Я не мог отделаться от мысли, что под столь великолепным творением рук человеческих почти все мы выглядим жалкими червями; должен, правда, оговориться: в начале ужина у меня не было времени осмотреть зал внимательно — я сидел по левую руку от хозяйки, Элвин, мой визави, был не так словоохотлив, как обычно, и мне приходилось занимать разговором Веру Пейстон. Лицо Элвина, столь похожее на личико херувима, на этот раз было угрюмым; я приписал это тем чувствам, которые он должен был испытывать, будучи гостем в своем собственном родовом Замке. Несколько раз он исподтишка поглядывал на хозяйку, в его взгляде странно смешивались любопытство и досада. Сама Вера была непонятно пассивной в роли хозяйки, не блистала она и как собеседница. Она довольно охотно поддержала легкую светскую беседу, которую я начал, но вскоре замолкла. Между прочим, я поинтересовался: не ее ли муж убил злополучную кукушку?
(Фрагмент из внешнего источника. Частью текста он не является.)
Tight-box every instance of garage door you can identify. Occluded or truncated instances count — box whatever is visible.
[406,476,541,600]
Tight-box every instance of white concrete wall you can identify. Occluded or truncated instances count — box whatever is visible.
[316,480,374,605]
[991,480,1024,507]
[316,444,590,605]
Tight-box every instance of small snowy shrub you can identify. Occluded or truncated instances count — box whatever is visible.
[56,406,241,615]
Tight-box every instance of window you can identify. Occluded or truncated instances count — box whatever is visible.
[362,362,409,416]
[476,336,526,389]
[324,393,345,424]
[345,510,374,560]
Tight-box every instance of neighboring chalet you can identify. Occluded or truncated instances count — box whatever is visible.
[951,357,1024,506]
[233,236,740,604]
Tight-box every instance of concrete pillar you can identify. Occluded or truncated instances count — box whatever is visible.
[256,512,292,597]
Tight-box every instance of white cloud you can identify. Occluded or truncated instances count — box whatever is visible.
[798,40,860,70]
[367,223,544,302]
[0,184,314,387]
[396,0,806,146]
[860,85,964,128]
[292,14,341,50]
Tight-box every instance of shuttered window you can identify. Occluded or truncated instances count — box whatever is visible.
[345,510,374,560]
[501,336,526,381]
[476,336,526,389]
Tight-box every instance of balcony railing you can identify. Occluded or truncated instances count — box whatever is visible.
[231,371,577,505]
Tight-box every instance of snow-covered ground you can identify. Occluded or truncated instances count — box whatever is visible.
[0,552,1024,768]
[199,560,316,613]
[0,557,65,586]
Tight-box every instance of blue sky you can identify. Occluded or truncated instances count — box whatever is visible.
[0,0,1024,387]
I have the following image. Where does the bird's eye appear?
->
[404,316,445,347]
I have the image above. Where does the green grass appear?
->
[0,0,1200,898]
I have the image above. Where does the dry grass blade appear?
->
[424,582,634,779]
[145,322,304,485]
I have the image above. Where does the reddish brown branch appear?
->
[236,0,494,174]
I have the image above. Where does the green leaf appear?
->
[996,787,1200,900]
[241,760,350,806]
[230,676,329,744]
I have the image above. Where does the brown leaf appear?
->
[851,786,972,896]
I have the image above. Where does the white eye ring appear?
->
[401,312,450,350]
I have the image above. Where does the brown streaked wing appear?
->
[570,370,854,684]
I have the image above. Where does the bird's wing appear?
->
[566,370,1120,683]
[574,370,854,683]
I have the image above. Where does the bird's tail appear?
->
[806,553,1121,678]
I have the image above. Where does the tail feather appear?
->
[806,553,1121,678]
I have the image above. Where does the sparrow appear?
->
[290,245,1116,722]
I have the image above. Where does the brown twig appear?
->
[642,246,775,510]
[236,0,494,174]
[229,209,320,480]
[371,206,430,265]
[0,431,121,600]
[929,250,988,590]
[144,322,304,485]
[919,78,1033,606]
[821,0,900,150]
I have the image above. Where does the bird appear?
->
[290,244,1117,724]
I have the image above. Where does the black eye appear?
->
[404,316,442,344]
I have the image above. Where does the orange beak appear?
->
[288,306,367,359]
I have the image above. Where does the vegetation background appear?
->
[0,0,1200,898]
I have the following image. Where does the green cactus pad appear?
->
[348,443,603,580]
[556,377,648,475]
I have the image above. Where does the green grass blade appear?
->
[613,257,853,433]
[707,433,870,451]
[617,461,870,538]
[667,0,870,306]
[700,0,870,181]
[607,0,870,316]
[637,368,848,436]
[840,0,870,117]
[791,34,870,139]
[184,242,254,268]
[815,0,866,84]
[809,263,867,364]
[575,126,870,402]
— Нет. Он спал так крепко, что ничего не слышал. Стрелял, должно быть, наш дворецкий. И вы тоже не спали? — Лицо Веры зажглось оживлением, от стремительных жестов зазвенели браслеты на тонких запястьях. Я рассказал ей о своем недавнем разговоре с оксфордским орнитологом.
— Ему никогда не доводилось слышать, чтобы кукушка пела так поздно,— сказал я.
— Редкая птица,— вставил Элвин.— И пела она для еще более редкой птицы — райской птицы, обитающей в Замке.
Услышав этот нелепый комплимент, Вера прыснула.
— Птица и правда очень редкая,— сухо заметил я.— Она не испугалась первого выстрела и исчезла безо всякого следа: можно подумать, она сама спрятала свои останки.
Я рассказал миссис Пейстон, что Элвин и я не нашли ни единого перышка убитой птицы. Она всплеснула руками, и снова зазвенели браслеты.